(Bloomberg) -- The dollar will probably strengthen to test $1.4070 against the euro next week as it approaches the lower bound of the 16-nation currency’s upward trend and the 50- day moving average, according to Barclays Capital. The greenback rose by the most in seven weeks against the currencies of six major trading partners after a report showed employers eliminated fewer jobs last month than economists forecast. The euro plunged versus the U.S. currency, dropping to within 1 U.S. cent of its 50-day moving average of $1.4080.
“The big level where we could see real damage transpire is on a move through $1.4070,” said MacNeil Curry, a technical analyst at Barclays in New York. “Through there, we probably see three big figures back to the old May breakouts.”
The dollar traded 1.2 percent higher versus the euro at $1.4175 and climbed 2.2 percent to 97.54 yen. The U.S. currency fell 1 percent against the Brazilian real and South African rand, retaining more of its value compared with the yen’s 3.2 percent declines versus those currencies. “With risky assets continuing to outperform, people want to keep that trade on,” Curry said in an interview. “They’re just starting to move out of the dollar and fund these currencies with currencies other than the dollar.”

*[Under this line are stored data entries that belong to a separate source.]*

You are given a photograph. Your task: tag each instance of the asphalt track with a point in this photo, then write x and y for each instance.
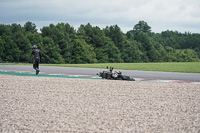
(149, 75)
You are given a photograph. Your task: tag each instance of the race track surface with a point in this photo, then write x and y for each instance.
(149, 75)
(47, 104)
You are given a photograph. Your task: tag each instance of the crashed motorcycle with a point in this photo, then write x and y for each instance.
(114, 75)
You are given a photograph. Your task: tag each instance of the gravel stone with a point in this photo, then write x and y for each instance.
(41, 104)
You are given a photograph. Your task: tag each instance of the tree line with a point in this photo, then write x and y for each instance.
(61, 43)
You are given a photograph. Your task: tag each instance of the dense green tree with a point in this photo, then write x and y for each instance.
(61, 43)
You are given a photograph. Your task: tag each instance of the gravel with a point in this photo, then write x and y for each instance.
(40, 104)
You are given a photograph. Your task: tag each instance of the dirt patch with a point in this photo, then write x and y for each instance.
(38, 104)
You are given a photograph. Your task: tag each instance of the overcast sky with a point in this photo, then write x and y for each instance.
(161, 15)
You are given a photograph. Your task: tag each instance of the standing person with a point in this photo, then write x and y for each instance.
(37, 57)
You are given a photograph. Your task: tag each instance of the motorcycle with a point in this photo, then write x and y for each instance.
(114, 75)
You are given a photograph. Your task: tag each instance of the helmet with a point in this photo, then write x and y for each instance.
(34, 47)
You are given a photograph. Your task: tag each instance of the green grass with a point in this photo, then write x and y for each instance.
(186, 67)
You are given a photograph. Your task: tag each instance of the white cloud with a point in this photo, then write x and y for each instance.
(180, 15)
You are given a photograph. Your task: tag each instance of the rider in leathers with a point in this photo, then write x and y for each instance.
(37, 57)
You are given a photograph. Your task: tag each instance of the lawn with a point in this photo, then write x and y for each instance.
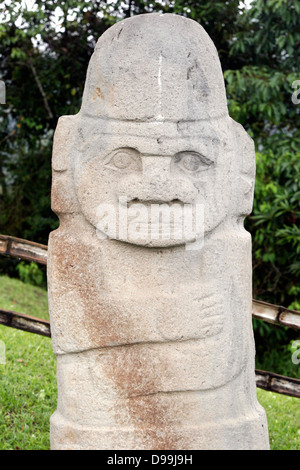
(28, 383)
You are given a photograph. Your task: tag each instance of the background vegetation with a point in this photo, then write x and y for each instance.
(45, 47)
(28, 382)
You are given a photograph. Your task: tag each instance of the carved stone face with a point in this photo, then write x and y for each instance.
(156, 149)
(138, 183)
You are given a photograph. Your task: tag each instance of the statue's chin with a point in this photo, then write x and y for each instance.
(163, 241)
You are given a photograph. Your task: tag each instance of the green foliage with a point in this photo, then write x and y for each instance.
(275, 228)
(44, 53)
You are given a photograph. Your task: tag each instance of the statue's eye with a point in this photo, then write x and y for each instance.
(125, 159)
(192, 162)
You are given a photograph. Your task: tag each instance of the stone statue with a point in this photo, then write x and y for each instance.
(150, 270)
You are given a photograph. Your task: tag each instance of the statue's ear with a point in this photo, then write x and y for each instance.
(63, 197)
(245, 170)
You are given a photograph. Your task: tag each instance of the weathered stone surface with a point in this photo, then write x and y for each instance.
(151, 324)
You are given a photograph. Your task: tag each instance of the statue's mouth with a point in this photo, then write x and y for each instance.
(155, 224)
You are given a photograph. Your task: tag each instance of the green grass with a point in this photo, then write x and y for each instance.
(28, 382)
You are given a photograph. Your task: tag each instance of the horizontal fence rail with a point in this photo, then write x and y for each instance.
(277, 383)
(275, 314)
(23, 249)
(25, 322)
(31, 251)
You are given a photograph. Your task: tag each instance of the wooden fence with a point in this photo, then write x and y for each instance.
(275, 314)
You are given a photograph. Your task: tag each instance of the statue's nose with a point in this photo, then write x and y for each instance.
(156, 184)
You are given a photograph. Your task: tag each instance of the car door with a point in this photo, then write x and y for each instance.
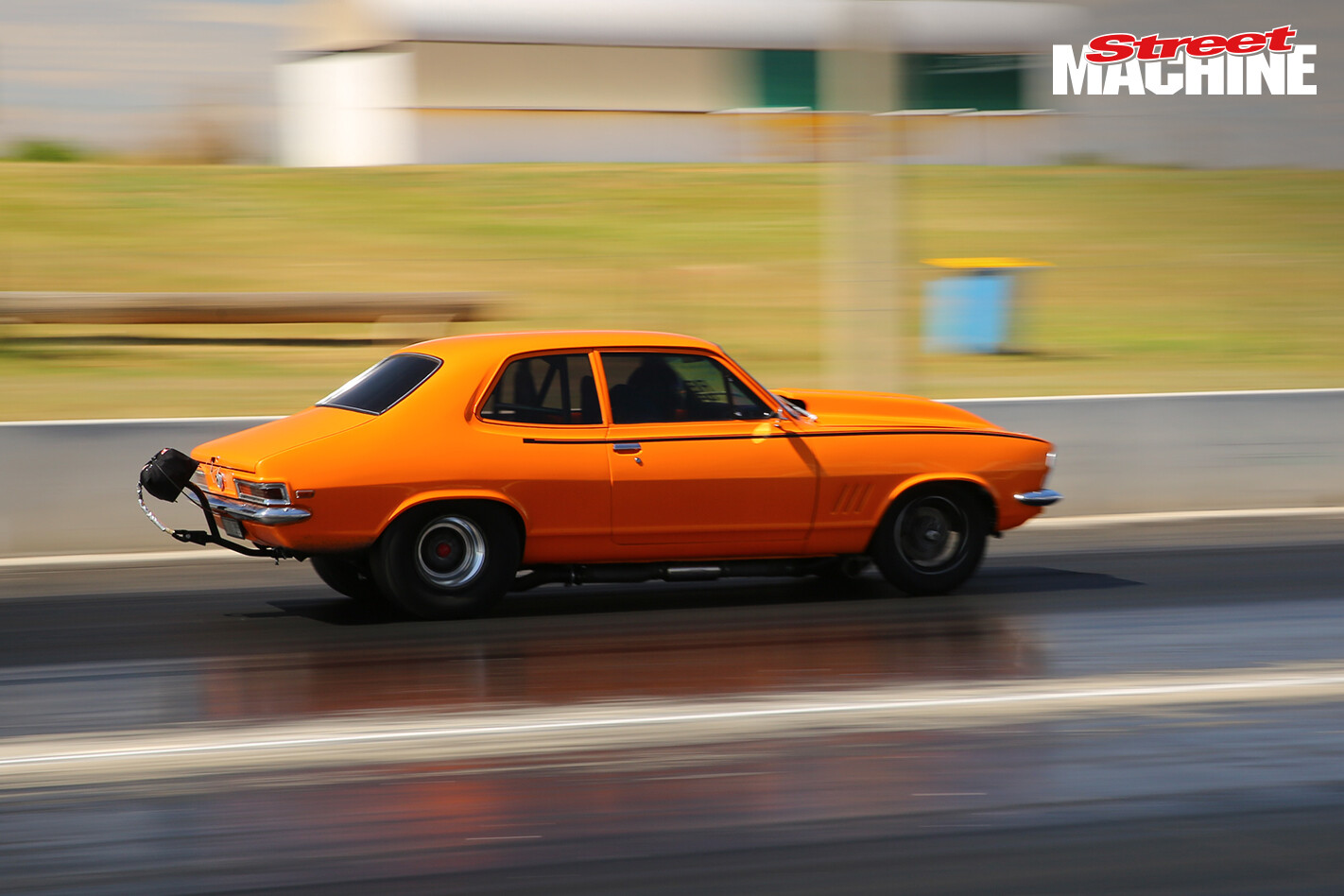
(547, 453)
(698, 458)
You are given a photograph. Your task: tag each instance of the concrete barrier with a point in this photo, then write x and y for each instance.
(67, 487)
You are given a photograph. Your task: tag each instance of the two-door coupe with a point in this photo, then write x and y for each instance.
(458, 469)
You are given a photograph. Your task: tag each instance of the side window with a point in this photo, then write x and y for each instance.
(553, 388)
(656, 388)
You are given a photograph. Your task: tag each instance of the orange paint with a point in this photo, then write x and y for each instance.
(693, 490)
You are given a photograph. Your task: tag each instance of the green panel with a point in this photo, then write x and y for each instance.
(786, 77)
(962, 80)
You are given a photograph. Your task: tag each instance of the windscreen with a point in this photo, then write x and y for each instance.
(383, 385)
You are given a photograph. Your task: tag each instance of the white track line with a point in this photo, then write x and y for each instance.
(214, 555)
(1176, 516)
(120, 559)
(427, 736)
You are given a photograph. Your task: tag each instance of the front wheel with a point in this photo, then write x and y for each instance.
(448, 560)
(932, 539)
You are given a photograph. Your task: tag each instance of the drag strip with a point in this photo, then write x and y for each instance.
(416, 739)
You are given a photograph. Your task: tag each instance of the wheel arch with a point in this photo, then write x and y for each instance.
(974, 485)
(460, 499)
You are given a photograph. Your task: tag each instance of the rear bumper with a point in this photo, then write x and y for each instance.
(255, 513)
(1043, 497)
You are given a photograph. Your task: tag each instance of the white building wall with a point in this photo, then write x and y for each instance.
(503, 76)
(347, 109)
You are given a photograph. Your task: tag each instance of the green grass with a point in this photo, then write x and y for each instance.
(1164, 280)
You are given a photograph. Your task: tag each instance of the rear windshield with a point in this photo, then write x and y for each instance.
(383, 385)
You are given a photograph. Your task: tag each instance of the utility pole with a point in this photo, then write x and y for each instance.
(862, 322)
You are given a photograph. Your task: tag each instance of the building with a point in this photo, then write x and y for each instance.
(458, 80)
(949, 80)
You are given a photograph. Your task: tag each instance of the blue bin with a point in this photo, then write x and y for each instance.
(969, 309)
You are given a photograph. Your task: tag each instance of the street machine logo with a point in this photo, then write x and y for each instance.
(1245, 63)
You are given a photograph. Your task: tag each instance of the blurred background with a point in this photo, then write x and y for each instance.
(718, 168)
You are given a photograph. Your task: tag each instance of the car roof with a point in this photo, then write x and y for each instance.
(504, 344)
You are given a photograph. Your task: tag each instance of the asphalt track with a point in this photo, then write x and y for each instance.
(1146, 708)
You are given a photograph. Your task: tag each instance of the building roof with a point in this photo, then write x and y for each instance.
(911, 26)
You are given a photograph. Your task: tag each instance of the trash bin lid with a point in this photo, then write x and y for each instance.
(984, 264)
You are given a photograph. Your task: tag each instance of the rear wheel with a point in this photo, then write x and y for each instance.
(932, 539)
(347, 574)
(448, 560)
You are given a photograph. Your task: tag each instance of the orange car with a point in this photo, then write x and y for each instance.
(458, 469)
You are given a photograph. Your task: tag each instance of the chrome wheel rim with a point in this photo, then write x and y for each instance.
(451, 552)
(932, 533)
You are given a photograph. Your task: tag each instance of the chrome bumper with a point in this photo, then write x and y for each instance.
(246, 512)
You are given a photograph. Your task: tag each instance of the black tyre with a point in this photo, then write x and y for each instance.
(932, 539)
(448, 560)
(347, 574)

The Dollar Index, which tracks the greenback’s value against the euro, yen, pound, Canadian dollar, Swedish krona and Swiss franc, rose as much as 1.3 percent to 79.073, the biggest intraday advance since June 15.
The euro may decline to trade between $1.3730 and $1.3780 in the next three weeks, Curry said. In technical analysis, investors and analysts study charts of trading patterns to forecast changes in a security, commodity, currency or index. An upward trend is a series of price movements higher marked by increasing intraday lows.